Mairi Nicolson from Stornoway says her horse three year old Ozzy and his companion seven year old Daliah have been left traumatised after they were involved in a car accident in January after they were mysteriously let out of their field.
She explained that on the day of the incident she and her friend had fed the horses in the afternoon and left them with hay to eat. Normally it would have been difficult to drive them away from food but she believes they must have been frightened enough to head in the opposite direction and on to the busy road where they were hit by a car.
“The horses and the driver were very very lucky and were all in a state of shock,” she said. “One horse needed nearly three months box rest and many visits from the vet and the other one was very lucky he didn’t lose his eye.” She said it had been a long process to get them back to health and had left both horses ‘very jumpy’ near traffic whereas before both had been very calm.
She says horse and pony owners are now struggling to keep their horses secure.
“We have moved the horses while this is going on around the islands but where is safe?” she asked. “Padlocks are a must, even CCTV. It is very sad to think this is happening on island where the horse community is getting larger.”
She and other horse owners are extremely concerned about the incidents of horses being let out deliberately and fear this could lead to further road accidents.
Fellow horse owners Chanelle Divers and Shona Nicholson have also had their horses let out or electric fences turned off and they both agree it is a huge worry for everyone.
Equestrian Sophie Davies said they hoped that if the community could watch out for anything suspicious it would be a big help to everyone.
Stornoway horse owner Gayle Taylor has been affected by two strange incidents regarding her horses including the discovery of a snare on her horse’s grazings.
Describing the incident which happened in February, she said she had noticed a snare when she was filling hay nets which had been attached to the clothes line.
She said: “I noticed it had been hooked onto the clothes line at the bottom and this was not there before as I had just replaced the pole three days prior to this and there was nothing on it and definitely not a huge piece of wire.
“It was then wrapped around another pole in a strange knot and then it went about 10 feet away into a large loop. When I pulled the loop with my foot it pulled very tight on my leg and tripped me up.”
She said the gate had also been tampered with but fortunately the gate is difficult and noisy to open so the horses were thankfully not let out.
She said she also received a very strange phone call last weekend from someone asking how her horse’s back was after his incident.
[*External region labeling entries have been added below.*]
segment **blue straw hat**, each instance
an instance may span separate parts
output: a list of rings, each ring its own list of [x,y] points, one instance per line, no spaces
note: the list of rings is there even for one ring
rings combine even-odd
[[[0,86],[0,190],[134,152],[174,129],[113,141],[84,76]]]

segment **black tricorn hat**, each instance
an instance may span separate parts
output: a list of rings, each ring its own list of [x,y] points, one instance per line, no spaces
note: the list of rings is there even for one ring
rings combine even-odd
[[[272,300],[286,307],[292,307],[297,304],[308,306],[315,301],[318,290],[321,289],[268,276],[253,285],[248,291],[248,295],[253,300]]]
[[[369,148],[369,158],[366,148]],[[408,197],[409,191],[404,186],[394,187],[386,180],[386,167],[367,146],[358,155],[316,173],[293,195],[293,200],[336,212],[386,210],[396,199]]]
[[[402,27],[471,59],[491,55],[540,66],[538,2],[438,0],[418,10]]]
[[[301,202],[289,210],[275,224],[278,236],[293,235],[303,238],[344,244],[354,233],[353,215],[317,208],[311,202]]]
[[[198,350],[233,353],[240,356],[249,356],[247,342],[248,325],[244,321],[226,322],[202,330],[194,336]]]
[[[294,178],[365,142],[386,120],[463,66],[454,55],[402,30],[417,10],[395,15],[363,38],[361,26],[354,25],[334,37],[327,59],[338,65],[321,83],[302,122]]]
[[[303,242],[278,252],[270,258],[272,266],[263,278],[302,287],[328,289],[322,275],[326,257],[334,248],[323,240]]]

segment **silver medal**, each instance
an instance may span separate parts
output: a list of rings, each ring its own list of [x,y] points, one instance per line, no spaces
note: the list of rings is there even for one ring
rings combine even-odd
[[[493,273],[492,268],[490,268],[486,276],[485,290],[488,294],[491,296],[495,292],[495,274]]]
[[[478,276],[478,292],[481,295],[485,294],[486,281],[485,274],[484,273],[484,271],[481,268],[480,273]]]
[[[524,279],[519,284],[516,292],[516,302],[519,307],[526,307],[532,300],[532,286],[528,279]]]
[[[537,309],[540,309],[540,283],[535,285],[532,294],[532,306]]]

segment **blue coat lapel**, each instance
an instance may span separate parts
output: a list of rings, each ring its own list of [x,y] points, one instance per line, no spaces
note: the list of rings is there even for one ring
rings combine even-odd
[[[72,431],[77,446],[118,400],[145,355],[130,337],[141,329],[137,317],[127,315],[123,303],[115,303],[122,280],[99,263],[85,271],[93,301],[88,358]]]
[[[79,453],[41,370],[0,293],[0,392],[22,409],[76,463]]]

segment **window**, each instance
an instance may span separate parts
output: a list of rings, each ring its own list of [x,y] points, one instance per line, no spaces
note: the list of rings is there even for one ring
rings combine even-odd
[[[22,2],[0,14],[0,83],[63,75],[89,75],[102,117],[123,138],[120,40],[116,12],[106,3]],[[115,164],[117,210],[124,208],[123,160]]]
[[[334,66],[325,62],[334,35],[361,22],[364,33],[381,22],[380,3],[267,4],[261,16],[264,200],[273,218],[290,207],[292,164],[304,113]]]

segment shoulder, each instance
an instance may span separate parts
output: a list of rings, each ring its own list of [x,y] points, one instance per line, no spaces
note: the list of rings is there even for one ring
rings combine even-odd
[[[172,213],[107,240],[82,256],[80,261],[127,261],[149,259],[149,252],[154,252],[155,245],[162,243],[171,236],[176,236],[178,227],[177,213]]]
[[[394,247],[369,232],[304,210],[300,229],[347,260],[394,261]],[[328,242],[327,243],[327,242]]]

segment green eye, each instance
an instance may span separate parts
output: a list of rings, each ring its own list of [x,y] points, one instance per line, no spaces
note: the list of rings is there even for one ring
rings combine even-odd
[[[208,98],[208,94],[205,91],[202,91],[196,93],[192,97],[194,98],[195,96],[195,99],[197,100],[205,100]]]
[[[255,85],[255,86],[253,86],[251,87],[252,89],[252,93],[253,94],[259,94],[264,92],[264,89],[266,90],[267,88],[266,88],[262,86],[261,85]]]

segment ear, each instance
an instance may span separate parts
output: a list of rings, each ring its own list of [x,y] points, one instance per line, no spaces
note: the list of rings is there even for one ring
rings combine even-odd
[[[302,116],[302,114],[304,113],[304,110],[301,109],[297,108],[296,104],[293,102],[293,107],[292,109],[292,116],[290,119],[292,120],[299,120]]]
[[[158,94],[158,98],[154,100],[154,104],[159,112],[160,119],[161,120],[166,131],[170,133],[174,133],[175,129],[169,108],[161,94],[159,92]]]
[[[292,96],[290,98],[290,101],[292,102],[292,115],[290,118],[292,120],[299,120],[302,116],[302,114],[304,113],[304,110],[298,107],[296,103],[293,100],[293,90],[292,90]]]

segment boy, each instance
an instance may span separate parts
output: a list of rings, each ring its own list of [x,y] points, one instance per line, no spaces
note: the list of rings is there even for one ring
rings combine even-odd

She replied it had never had a back injury and the person then replied that she should stay with them that evening in case anything happened. Thankfully nothing happened but she was left shaken and disturbed by the string of incidents.
Several incidents involving horses have appeared in the police files section of the Stornoway Gazette and have been investigated by the police.
All horse owners are urged to be vigilant in securing their horses and the community are also urged to report anything suspicious to police on 101 or Crimestoppers on 0800 555 111.